Iran : des manifestations en Allemagne – SZ.fr

Avin, 22 ans, est journaliste. Ses parents sont iraniens, sa famille vit en Allemagne. Avin s’engage sur Instagram et a écrit le texte « Femmes lions » pour maintenant, dans lequel elle décrit entre autres comment elle regarde les protestations en tant que femme iranienne de la diaspora.

« J’ai très peur de ne peut-être plus jamais revoir ma famille. Et cette peur me rattrape toujours. A un moment donné, je me dis que ce que je fais est juste. Et puis juste après : et si je ne pouvais vraiment plus jamais entrer dans le pays sans être emprisonné ?

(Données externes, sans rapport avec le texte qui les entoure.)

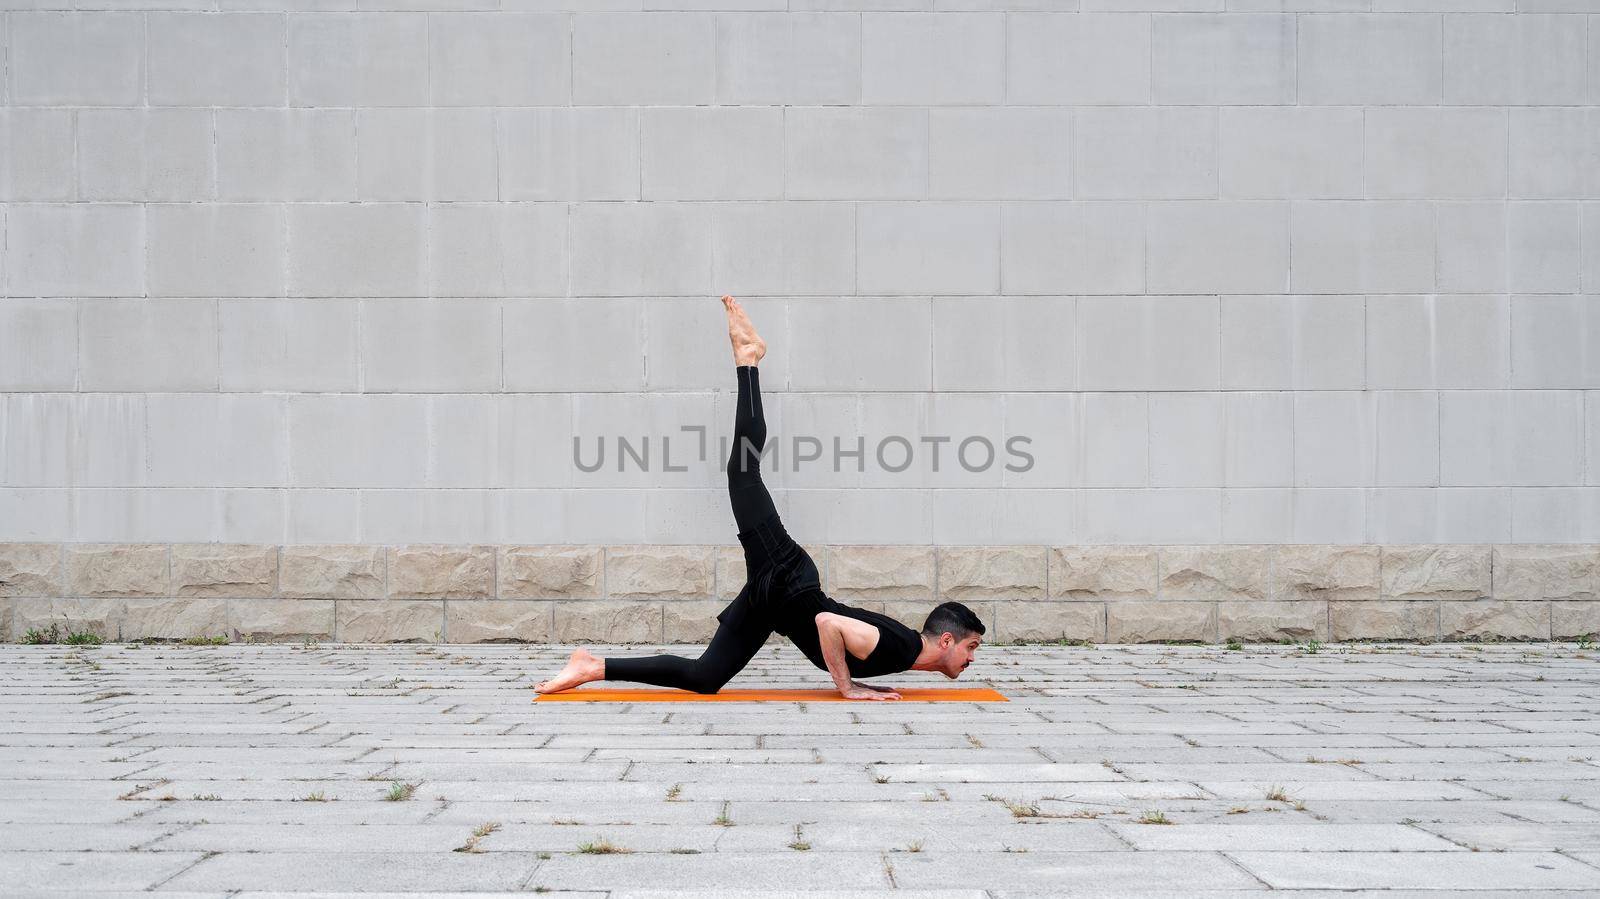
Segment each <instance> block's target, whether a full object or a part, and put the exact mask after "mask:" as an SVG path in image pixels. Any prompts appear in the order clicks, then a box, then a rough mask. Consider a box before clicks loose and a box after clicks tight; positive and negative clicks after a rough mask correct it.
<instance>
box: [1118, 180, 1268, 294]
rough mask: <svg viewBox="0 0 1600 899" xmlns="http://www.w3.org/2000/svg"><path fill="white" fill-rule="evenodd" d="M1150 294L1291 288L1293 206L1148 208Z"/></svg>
mask: <svg viewBox="0 0 1600 899" xmlns="http://www.w3.org/2000/svg"><path fill="white" fill-rule="evenodd" d="M1146 214H1147V229H1146V234H1147V250H1146V251H1147V254H1149V256H1147V272H1149V275H1147V282H1146V283H1147V290H1149V291H1150V293H1275V291H1282V290H1286V288H1288V286H1290V242H1288V240H1290V238H1288V235H1290V229H1288V222H1290V205H1288V203H1285V202H1277V200H1250V202H1227V200H1221V202H1211V203H1192V202H1168V203H1149V205H1146Z"/></svg>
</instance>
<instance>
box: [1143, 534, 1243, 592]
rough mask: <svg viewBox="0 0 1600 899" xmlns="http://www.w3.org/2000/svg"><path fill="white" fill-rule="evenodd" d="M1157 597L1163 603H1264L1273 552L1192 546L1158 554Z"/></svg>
mask: <svg viewBox="0 0 1600 899" xmlns="http://www.w3.org/2000/svg"><path fill="white" fill-rule="evenodd" d="M1155 555H1157V573H1158V581H1157V593H1158V595H1160V597H1162V598H1163V600H1264V598H1266V597H1267V571H1269V568H1270V549H1269V547H1259V545H1216V547H1206V545H1192V547H1165V545H1163V547H1160V549H1158V550H1157V553H1155Z"/></svg>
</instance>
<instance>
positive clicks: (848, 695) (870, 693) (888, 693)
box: [840, 686, 899, 699]
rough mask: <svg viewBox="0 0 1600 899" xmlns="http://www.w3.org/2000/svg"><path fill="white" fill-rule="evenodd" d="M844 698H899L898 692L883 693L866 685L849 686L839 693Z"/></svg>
mask: <svg viewBox="0 0 1600 899" xmlns="http://www.w3.org/2000/svg"><path fill="white" fill-rule="evenodd" d="M840 696H843V697H845V699H899V693H883V691H878V689H870V688H866V686H851V688H850V689H846V691H843V693H840Z"/></svg>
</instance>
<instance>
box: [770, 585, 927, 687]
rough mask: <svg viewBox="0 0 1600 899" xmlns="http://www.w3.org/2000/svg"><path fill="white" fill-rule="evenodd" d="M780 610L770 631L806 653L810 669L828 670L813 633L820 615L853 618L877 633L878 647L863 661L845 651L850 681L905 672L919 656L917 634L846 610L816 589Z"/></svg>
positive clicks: (786, 601)
mask: <svg viewBox="0 0 1600 899" xmlns="http://www.w3.org/2000/svg"><path fill="white" fill-rule="evenodd" d="M781 608H782V611H781V613H779V616H778V621H776V622H774V627H773V630H776V632H778V633H782V635H784V637H787V638H789V640H790V641H792V643H794V645H795V646H798V648H800V651H802V653H805V657H808V659H811V664H813V665H816V667H819V669H822V670H827V662H826V661H824V659H822V641H821V638H819V637H818V630H816V614H818V613H822V611H830V613H834V614H842V616H845V617H854V619H858V621H864V622H867V624H872V625H875V627H877V629H878V645H877V646H874V648H872V654H869V656H867V657H866V659H858V657H856V656H851V654H850V653H848V651H846V653H845V662H846V664H848V667H850V673H851V677H877V675H885V673H894V672H904V670H909V669H910V665H912V664H914V662H915V661H917V656H920V654H922V635H920V633H918V632H915V630H912V629H910V627H906V625H904V624H901V622H899V621H894V619H893V617H890V616H886V614H883V613H877V611H872V609H862V608H856V606H846V605H843V603H840V601H837V600H834V598H832V597H829V595H827V593H824V592H822V590H818V589H808V590H800V592H797V593H794V595H790V597H786V598H784V600H782V603H781Z"/></svg>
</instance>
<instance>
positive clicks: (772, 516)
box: [605, 365, 803, 693]
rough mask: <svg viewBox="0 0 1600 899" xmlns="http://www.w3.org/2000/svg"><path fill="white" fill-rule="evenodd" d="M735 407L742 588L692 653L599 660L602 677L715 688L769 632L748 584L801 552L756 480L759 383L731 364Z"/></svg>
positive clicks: (739, 665) (757, 377)
mask: <svg viewBox="0 0 1600 899" xmlns="http://www.w3.org/2000/svg"><path fill="white" fill-rule="evenodd" d="M734 371H736V374H738V378H739V408H738V411H736V413H734V418H733V450H731V453H730V456H728V499H730V501H731V502H733V520H734V521H736V523H738V526H739V542H742V544H744V545H746V577H747V582H746V589H744V590H741V593H739V597H738V598H734V600H733V603H730V605H728V608H726V609H723V613H722V616H718V617H720V619H722V624H720V625H718V627H717V633H715V635H714V637H712V638H710V645H709V646H706V651H704V653H701V656H699V657H698V659H685V657H683V656H645V657H635V659H613V657H606V659H605V680H627V681H635V683H651V685H656V686H675V688H678V689H691V691H694V693H717V691H718V689H722V686H723V685H725V683H728V681H730V680H733V675H736V673H739V672H741V670H742V669H744V665H747V664H749V662H750V659H754V657H755V653H757V651H760V648H762V646H763V645H765V643H766V638H768V637H770V635H771V632H773V625H771V621H770V617H768V616H766V609H763V608H760V606H757V605H755V603H754V601H752V590H750V587H752V582H754V581H755V579H757V577H758V574H760V573H762V571H760V569H763V568H766V566H768V565H771V563H774V561H786V560H792V558H795V553H803V550H800V549H798V547H797V545H795V544H794V541H790V539H789V536H787V533H784V529H782V525H781V523H779V521H778V507H776V505H773V496H771V493H768V491H766V485H763V483H762V450H765V446H766V416H763V414H762V382H760V378H758V374H757V368H755V366H754V365H741V366H736V370H734Z"/></svg>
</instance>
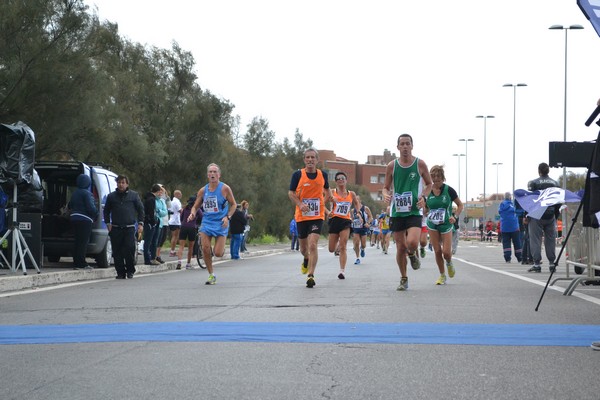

Dans les conditions actuelles, nous – c’est-à-dire mes parents, ma sœur et moi – ne pouvons de toute façon pas entrer dans le pays, que je prenne position publiquement ou non. J’avais effectivement envisagé de m’envoler cette année pour rejoindre ma famille en Iran. Mais c’est beaucoup trop dangereux, c’est aussi écrit sur la page du ministère des Affaires étrangères. Je pèse donc le pour et le contre : Qu’est-ce qui apporte le plus à ma famille en Iran ? Si je leur rends visite tous les deux ou trois ans pendant quatre semaines, mais qu’ils continuent à vivre dans l’absence de liberté pendant les décennies à venir ? Ou si je les aide à renverser le régime pour qu’à l’avenir nous puissions à nouveau entrer en toute sécurité ?

Je suis très actif sur Instagram, je partage des vidéos et des appels. Lorsque j’ai rendu mon profil public, c’était un acte de pur désespoir. Je me suis dit : maintenant, je dois faire quelque chose, je ne peux plus faire autrement. À ce moment-là, les protestations avaient déjà dégénéré au point que des personnes ont été abattues en pleine rue, alors que les médias allemands n’en ont pratiquement pas parlé. Auparavant, j’ai caché ou supprimé certains contenus qui permettaient d’identifier mon lieu de résidence ou mes amis. En fait, je voulais seulement rendre le profil public pendant 24 heures. Finalement, je ne l’ai pas changé en privé depuis le début des protestations.

Il y a quelques jours, j’ai discuté avec une amie iranienne qui vit également en Allemagne et qui ne s’est pas encore exprimée sur les protestations. Je lui ai demandé pourquoi. Ce n’est pas dans ses habitudes de rester en retrait. Elle m’a répondu : Parce que j’ai peur. Je comprends tout à fait. Mais j’espère que pour chaque personne iranienne qui ne s’exprime pas, il y aura une personne non iranienne qui postera d’autant plus, ira à des manifestations, travaillera sur le sujet, pour compenser. Il est important que nous, les personnes concernées, nous nous exprimions. Mais il est encore plus important que des personnes qui ne prennent pas de risques personnels se solidarisent.

Mon premier post Instagram sur les protestations a été partagé par de nombreux grands profils, plus de 8000 personnes l’ont liké. Ce n’est qu’après que j’ai confronté mes parents au résultat. Mon père trouve que c’est une bonne chose que je m’engage. Il est prêt à ne pas pouvoir entrer dans le pays pour cela, et ce pour une durée indéterminée. Ma mère est très inquiète.

Je remarque clairement que mon travail est aussi vu en Iran, que je ne suis pas invisible. Après la publication du texte ‘Nous, les femmes lions’, une version traduite s’est rapidement retrouvée en Iran sur le site d’un blog d’opposition – avec mon nom complet bien sûr. Mon père m’a directement envoyé une photo et m’a écrit : Maintenant, nous ne pouvons certainement plus entrer dans le pays, mais ne t’inquiète pas. Bien sûr, cela me fait mal.

Cependant, je ne regrette pas d’avoir écrit ce texte sous mon nom de plume. Dans cet article, je voulais mettre en lumière une autre perspective et j’ai reçu beaucoup d’échos de personnes concernées qui vivent dans la diaspora. Beaucoup de gens se sentent vus à travers ce texte. Il est même lu dans une école. L’enseignante m’a dit qu’elle voulait montrer ce que vivent les personnes qui sont dans ma situation ou dans une situation similaire ».